Before, though, let’s briefly cover some background info about Turbo Drive.
What is Turbo Drive?
Turbo Drive is the new name for Turbolinks. When Turbo Drive is active, it captures every clicked link or form submission on a page, receives the response in the background, extracts the body of the request, and replaces the existing page body with the new response. It also does some behind-the-scenes bookkeeping to keep the Back button working, manage caches, and so on.
Turbo Drive expedites page navigation because large assets in the header of the page aren’t reloaded. Navigation is also perceived as faster by the user because the page doesn’t flicker or go blank. If we look at the previous application in Introduction to the Course and try the “Make Favorite” feature, you’ll probably find it more responsive because Turbo Drive now redraws the page without much flicker.

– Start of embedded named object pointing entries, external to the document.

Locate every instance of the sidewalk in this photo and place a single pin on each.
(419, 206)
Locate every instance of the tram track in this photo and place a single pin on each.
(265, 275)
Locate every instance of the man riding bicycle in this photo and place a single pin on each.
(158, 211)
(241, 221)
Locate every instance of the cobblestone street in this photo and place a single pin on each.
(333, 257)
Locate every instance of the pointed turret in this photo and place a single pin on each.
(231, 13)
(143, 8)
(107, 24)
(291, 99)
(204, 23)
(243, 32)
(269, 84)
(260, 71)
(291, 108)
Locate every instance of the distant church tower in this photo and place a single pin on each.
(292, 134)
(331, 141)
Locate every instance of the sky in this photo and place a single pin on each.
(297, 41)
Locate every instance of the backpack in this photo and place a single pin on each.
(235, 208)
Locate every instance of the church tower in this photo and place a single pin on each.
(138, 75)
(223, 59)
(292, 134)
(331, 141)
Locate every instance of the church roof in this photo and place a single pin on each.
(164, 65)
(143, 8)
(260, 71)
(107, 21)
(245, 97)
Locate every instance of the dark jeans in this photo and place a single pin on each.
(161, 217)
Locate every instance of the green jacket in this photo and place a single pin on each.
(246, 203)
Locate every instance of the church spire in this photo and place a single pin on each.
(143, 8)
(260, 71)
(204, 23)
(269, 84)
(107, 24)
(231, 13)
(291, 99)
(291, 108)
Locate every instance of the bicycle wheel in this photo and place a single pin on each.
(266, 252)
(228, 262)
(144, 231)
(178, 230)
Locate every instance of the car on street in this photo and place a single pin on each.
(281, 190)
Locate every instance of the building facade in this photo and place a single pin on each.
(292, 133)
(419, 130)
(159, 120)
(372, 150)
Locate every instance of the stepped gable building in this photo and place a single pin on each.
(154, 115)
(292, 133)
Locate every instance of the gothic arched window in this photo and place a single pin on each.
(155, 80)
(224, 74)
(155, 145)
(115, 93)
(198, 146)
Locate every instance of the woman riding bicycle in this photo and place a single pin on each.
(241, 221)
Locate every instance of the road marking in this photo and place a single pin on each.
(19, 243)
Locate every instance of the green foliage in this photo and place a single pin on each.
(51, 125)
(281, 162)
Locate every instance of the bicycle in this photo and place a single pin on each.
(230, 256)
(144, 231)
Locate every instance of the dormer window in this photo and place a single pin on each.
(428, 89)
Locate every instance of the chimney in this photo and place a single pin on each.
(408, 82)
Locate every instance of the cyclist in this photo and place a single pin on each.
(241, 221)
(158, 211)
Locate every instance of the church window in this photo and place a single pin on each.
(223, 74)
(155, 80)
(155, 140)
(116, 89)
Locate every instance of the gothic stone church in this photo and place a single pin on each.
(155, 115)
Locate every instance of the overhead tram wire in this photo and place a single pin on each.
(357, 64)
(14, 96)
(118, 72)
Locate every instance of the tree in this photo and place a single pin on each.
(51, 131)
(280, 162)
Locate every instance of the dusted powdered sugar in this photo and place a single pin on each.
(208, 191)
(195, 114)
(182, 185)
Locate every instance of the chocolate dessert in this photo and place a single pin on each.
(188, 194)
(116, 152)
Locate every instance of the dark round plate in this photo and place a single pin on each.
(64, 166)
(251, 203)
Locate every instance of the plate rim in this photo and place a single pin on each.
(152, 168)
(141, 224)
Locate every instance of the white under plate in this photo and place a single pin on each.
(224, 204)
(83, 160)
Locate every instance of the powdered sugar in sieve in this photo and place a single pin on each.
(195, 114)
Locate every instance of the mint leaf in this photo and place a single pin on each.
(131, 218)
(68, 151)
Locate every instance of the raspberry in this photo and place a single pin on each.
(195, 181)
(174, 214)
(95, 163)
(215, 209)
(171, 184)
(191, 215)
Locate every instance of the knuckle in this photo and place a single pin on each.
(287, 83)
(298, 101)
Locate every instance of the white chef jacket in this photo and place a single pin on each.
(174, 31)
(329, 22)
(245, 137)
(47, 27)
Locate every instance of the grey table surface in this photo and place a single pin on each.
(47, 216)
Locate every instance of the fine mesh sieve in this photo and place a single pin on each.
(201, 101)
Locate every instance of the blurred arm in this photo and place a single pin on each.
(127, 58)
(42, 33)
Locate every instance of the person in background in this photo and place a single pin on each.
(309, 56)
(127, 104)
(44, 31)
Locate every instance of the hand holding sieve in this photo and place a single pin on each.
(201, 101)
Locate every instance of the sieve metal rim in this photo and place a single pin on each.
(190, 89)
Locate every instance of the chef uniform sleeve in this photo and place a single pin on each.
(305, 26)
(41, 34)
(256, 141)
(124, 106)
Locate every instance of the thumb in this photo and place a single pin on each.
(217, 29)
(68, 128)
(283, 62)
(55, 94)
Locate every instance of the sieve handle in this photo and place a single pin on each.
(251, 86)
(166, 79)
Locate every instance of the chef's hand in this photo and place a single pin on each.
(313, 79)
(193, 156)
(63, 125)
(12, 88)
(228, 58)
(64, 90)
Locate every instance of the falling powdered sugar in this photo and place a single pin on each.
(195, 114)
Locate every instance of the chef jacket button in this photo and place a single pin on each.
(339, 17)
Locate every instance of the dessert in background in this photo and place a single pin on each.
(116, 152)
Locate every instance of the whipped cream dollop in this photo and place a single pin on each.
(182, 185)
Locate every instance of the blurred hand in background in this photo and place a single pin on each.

However, there is a downside to Turbo Drive, which is why many Rails applications have chosen not to use Turbolinks. Because the browser does not see a Turbo Drive change as a full page load, it does not send page-load related events, so Turbo Drive can interfere with other JavaScript libraries or code that depend on the page-loaded or DOM-loaded events. Turbo does have its own page-load event that we can watch for called turbo:load, but it can be tricky to integrate with existing JavaScript libraries that depend on document load.
Turbo Drive is useful, but it’s not nearly enough to build a robust application on its own. For that, we need to turn to Turbo Frames and Turbo Streams.